Na sequência, participou Fernando José Moniz de Câmara, representante da Partifib Projetos Imobiliários Consolação, empresa da família Steinbruch. Diretor de Projetos e Construção, ele deixou claro não poder responder a alguns questionamentos por ser de uma área técnica da empresa e não estar à frente das negociações com o Jockey Club.

-Eu participava dos comitês de aquisição, compra de terreno, e dentro de uma viabilidade do negócio era mais um detalhe, não era relevante se se pagaria outorga ou se compraria TDC. Minha preocupação eram os dados técnicos, além da rentabilidade e custos envolvidos. Pagamos cerca de R$ 17 milhões por TDCs - disse, na ocasião.

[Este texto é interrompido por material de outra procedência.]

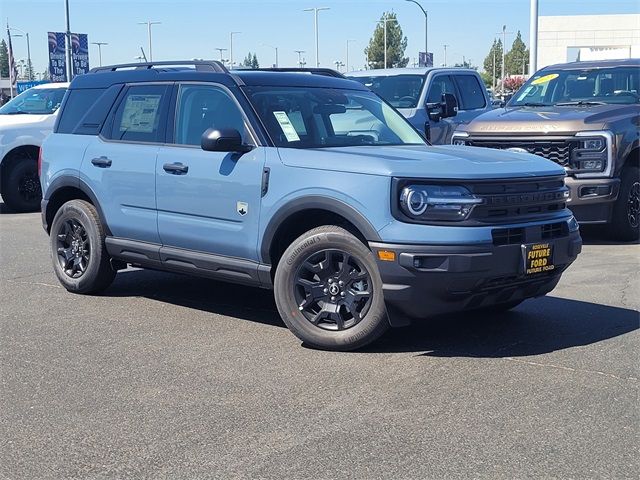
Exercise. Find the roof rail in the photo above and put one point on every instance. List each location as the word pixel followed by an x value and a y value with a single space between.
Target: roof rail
pixel 327 72
pixel 204 65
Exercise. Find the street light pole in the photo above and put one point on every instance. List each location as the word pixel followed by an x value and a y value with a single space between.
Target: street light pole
pixel 231 34
pixel 148 23
pixel 99 50
pixel 426 26
pixel 315 11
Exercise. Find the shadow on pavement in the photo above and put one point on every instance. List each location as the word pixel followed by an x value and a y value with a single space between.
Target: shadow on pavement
pixel 537 326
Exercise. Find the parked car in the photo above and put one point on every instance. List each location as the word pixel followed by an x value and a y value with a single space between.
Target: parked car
pixel 434 100
pixel 585 117
pixel 309 185
pixel 25 121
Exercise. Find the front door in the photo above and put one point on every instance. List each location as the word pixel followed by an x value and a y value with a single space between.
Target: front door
pixel 208 201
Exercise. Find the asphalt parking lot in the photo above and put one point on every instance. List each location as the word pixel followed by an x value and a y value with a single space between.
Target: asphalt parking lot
pixel 165 376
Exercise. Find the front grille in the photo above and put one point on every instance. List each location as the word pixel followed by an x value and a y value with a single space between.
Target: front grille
pixel 558 151
pixel 520 235
pixel 518 200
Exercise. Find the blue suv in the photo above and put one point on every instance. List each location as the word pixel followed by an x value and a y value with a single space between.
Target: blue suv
pixel 303 182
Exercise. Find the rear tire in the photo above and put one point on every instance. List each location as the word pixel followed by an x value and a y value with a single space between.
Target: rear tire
pixel 80 258
pixel 625 224
pixel 21 189
pixel 329 292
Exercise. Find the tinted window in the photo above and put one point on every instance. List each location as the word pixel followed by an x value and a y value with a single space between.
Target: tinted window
pixel 471 92
pixel 35 101
pixel 304 117
pixel 141 115
pixel 76 107
pixel 439 85
pixel 401 91
pixel 201 107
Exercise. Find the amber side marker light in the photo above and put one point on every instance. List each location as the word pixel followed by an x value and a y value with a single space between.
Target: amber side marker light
pixel 387 255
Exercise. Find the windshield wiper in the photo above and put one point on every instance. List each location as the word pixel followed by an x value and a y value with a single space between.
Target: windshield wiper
pixel 579 103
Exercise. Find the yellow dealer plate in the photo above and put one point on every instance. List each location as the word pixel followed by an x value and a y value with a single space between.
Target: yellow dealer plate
pixel 538 258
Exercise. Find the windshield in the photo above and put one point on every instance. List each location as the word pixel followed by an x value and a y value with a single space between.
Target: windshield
pixel 305 117
pixel 35 101
pixel 401 91
pixel 617 85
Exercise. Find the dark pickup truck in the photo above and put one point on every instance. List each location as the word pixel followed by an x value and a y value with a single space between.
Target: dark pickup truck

Segundo Fernando, em dezembro de 2019, o Jockey recebeu R$ 9 milhões da Partifib Projetos Imobiliários e quem presidia o Jockey Club de São Paulo era Benjamin Steinbruch. O diretor entendeu não haver conflito de interesses e acredita que o Jockey, como entidade, deveria se explicar.

Contratos com o Jockey

Por fim, foi ouvida Giulyane Nogueira Gomes, representante legal da Elysium Sociedade Cultural e responsável pelos contratos com o Jockey Club. Na época, ela participou de forma remota e explicou que trabalhou por 12 anos na empresa, mas deixou o cargo de diretora-executiva no começo do ano por motivos pessoais.

"O Wolney [proprietário da Elysium] não tinha nenhuma ligação com o pessoal do Jockey, mas como eu não participava de reuniões, prefiro que ele responda aos questionamentos. A empresa era patrocinada pela CSN [Companhia Siderúrgica Nacional] - cujo presidente é Benjamin Steinbruch. A gente tinha uma planilha orçamentária dentro do Ministério da Cultura e cada rubrica precisava ser gasta como estava descrita. Não tenho conhecimento de verba relacionada ao TDC. Nossa responsabilidade era administrar os recursos aprovados via Lei Federal", detalhou.